The Pokemon prediction seems harder to me than the other 80% predictions, though maybe that's just because I saw an early Claude Plays Pokemon and was surprised by how many basic things tripped it up. Something something "real world complexities are surprisingly tricky to address"? I think recent models do substantially better, but still get tripped up in silly ways. Maybe this gets solved by continuous progress in a few areas of weakness, though: integrated image processing + longer context windows + better "notes-to-self" writing.
Math feels like the cleanest task, in the sense that there's no surprising / spiky environmental features to process, it's "natively" a thing you can do via text stream.
VN design also feels intuitively easy to me, maybe the main need here is again just bigger context windows and better self-management. I should play with Claude Code and see what trips it up here!
How do you plan to handle the incoming era of amazing video games on tap? Plug your ears with wax, or try to harness it for The Good by generating gripping edutainment for yourself about AI progress?
Thanks!
Hmm the Pokemon prediction is about a typical ten year old, and they're not *that* good at Pokemon (though honestly I don't know haha).
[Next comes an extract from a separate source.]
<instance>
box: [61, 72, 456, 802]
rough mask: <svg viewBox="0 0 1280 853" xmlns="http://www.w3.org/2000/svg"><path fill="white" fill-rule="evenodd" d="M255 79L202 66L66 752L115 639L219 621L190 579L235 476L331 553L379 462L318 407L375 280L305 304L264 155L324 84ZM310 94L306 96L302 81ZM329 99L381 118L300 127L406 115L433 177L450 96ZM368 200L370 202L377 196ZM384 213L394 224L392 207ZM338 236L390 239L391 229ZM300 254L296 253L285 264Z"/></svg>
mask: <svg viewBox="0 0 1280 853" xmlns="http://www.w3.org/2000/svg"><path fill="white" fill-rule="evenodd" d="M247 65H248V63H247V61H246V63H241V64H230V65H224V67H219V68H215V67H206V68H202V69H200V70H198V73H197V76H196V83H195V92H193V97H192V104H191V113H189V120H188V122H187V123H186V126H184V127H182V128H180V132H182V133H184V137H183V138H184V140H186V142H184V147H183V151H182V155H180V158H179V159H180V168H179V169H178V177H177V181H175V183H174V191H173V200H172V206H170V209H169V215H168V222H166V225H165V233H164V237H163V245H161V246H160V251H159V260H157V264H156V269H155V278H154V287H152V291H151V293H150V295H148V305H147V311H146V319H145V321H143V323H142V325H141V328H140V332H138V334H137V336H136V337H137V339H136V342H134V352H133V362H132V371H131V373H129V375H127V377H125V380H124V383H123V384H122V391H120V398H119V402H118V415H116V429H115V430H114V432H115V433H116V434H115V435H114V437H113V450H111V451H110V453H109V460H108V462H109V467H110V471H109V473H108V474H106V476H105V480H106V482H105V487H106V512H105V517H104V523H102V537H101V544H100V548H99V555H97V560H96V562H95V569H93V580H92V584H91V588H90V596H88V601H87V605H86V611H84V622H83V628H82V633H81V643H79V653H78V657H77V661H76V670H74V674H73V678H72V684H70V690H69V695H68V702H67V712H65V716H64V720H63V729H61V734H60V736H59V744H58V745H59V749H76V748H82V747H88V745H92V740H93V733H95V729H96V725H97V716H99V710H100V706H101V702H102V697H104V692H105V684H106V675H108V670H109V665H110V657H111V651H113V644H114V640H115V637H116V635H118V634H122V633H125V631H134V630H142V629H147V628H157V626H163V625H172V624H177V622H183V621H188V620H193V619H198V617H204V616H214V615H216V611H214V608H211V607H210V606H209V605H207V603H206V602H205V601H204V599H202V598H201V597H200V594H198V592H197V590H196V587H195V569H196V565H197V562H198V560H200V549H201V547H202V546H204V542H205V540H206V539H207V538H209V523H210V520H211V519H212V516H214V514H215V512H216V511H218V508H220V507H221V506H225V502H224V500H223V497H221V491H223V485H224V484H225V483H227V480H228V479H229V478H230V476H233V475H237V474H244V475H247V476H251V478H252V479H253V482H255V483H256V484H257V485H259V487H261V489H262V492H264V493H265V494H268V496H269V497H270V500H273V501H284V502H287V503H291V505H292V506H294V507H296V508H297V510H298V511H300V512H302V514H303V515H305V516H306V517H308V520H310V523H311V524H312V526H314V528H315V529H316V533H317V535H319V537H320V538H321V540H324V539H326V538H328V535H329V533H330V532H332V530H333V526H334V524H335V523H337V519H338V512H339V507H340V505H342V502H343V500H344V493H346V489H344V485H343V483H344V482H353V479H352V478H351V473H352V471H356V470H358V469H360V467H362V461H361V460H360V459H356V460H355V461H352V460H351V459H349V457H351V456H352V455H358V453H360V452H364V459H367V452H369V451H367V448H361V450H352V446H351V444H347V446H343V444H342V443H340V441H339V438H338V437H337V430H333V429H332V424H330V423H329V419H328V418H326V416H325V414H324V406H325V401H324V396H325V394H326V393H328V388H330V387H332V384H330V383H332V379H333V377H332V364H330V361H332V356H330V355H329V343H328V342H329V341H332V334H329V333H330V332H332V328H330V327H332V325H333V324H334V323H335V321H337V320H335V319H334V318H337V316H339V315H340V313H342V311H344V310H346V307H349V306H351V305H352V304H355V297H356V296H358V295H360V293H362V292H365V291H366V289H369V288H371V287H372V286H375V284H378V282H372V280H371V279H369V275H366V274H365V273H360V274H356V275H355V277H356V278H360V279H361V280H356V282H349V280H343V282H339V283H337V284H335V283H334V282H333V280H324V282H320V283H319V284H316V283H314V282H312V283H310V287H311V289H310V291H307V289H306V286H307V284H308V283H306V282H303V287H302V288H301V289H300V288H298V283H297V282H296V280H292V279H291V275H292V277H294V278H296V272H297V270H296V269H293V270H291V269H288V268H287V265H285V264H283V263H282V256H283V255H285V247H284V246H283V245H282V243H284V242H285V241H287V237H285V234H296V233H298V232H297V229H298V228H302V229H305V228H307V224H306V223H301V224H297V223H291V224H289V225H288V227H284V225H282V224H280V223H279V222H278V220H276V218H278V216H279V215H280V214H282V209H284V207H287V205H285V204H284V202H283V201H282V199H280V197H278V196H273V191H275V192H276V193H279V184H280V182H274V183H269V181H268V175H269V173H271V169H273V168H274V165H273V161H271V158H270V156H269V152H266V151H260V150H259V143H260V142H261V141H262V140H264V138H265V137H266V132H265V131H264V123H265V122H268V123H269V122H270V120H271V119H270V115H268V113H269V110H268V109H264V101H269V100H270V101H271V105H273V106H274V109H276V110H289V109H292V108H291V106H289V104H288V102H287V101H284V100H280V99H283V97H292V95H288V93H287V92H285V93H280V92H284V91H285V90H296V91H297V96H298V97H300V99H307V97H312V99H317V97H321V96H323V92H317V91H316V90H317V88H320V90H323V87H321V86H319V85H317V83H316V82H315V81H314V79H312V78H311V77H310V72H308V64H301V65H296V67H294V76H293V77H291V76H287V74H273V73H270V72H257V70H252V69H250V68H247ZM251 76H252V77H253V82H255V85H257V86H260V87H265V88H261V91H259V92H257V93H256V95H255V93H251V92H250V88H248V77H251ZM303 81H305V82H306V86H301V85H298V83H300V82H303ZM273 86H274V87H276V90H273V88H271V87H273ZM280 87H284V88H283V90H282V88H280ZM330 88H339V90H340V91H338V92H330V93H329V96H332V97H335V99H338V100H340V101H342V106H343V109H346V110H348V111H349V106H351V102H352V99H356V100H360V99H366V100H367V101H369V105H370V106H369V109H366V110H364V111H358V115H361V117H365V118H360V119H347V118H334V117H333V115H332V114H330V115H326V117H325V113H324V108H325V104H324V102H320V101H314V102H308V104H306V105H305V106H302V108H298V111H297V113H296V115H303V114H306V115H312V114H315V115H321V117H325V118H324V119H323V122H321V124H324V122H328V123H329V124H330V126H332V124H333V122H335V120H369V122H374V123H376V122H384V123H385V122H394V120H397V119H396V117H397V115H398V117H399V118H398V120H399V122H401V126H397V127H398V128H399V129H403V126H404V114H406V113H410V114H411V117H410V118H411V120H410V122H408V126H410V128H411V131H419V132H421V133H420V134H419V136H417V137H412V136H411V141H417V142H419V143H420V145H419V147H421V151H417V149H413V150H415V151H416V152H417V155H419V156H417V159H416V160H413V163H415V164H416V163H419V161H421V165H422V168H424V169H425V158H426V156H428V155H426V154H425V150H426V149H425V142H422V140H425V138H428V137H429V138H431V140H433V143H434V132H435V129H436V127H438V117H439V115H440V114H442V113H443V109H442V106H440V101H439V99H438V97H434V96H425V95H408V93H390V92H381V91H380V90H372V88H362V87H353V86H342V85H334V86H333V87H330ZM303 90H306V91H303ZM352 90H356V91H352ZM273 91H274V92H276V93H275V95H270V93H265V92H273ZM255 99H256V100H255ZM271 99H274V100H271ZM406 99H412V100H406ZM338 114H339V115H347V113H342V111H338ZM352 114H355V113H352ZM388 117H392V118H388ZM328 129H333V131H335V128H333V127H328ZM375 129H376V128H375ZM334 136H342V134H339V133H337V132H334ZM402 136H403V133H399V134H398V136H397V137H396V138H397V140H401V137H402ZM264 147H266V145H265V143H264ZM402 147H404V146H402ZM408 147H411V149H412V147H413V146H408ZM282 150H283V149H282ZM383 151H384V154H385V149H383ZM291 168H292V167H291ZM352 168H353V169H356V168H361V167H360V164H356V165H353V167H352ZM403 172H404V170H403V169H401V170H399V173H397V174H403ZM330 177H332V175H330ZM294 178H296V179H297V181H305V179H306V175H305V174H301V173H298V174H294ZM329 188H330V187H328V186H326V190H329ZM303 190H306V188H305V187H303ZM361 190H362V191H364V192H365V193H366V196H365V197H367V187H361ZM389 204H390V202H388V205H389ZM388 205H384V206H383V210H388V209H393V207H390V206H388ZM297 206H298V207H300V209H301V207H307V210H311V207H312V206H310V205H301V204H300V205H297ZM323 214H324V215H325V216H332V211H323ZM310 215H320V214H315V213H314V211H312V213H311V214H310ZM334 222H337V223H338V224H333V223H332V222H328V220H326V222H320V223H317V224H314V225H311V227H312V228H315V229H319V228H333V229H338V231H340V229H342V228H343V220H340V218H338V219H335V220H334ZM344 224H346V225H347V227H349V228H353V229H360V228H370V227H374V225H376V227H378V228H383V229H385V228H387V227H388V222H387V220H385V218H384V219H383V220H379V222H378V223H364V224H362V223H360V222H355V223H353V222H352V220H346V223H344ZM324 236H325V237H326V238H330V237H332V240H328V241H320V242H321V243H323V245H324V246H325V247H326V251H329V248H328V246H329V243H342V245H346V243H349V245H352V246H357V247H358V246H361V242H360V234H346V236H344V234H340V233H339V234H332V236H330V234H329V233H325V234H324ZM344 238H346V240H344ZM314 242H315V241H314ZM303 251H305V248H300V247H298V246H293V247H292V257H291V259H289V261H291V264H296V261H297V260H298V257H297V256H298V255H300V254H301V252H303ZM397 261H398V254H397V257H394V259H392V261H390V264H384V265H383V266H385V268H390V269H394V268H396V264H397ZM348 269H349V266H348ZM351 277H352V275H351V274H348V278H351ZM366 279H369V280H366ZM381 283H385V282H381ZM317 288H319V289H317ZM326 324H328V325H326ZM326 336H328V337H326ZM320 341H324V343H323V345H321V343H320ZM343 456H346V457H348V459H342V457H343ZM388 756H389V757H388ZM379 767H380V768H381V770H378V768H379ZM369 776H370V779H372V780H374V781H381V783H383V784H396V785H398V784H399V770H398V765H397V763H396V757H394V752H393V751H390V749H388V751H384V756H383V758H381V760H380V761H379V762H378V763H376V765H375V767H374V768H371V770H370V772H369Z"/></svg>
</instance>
And yeah I think some chunk of this will probably get solved through better image processing and generic training to tamp down on hallucinations that transfers?
Ah yeah, I sort of glossed over the "average 10yo" bit, fair enough.
On a purely intellectual level, I'd love more benchmarking of different humans on some of these things we're having AIs do now -- would be very fun to see if human kids get tripped up on the same places Claude does.
Although it is somewhat against the spirit of empirical laws whose effect comes from aggregating large # of independent causes, I would like to ask people here to speculate on what sort of human tasks are >24h time horizon but cannot be easily delegated to a group of humans each having 24h windows + notes from a manager (which can be replicated from 24h agents)
I assume such tasks must somehow involve learning + memory on task-specific subtasks of a form which is for example not easily learned/transferred from an instruction manual + short time of practice. For example, a physical task may ask you to become proficient at using a new type of machinery, whose proficiency cannot be easily attained from short-time-scale practice. But for cognitive tasks it is kind of more difficult for me to understand the type of task that requires experience-based learning. Perhaps if the task has a subtask which involves learning a novel subject/novel programming language etc.
For your logistics prediction, do you have any qualifiers in terms of scaffolding or prompting? I imagine AI probably could pull this off already with enough specialized scaffolding and hand holding in prompts, but that’s not that impressive imho.
I doubt that they could do these tasks robustly / well with scaffolding right now, or else we would probably have already seen lots of examples. (I do mean to implicitly rule out very overfit scaffolds where the scaffold is doing a lot of the work and you get a very cookie-cutter birthday party that doesn't flexibly incorporate preferences and complications.)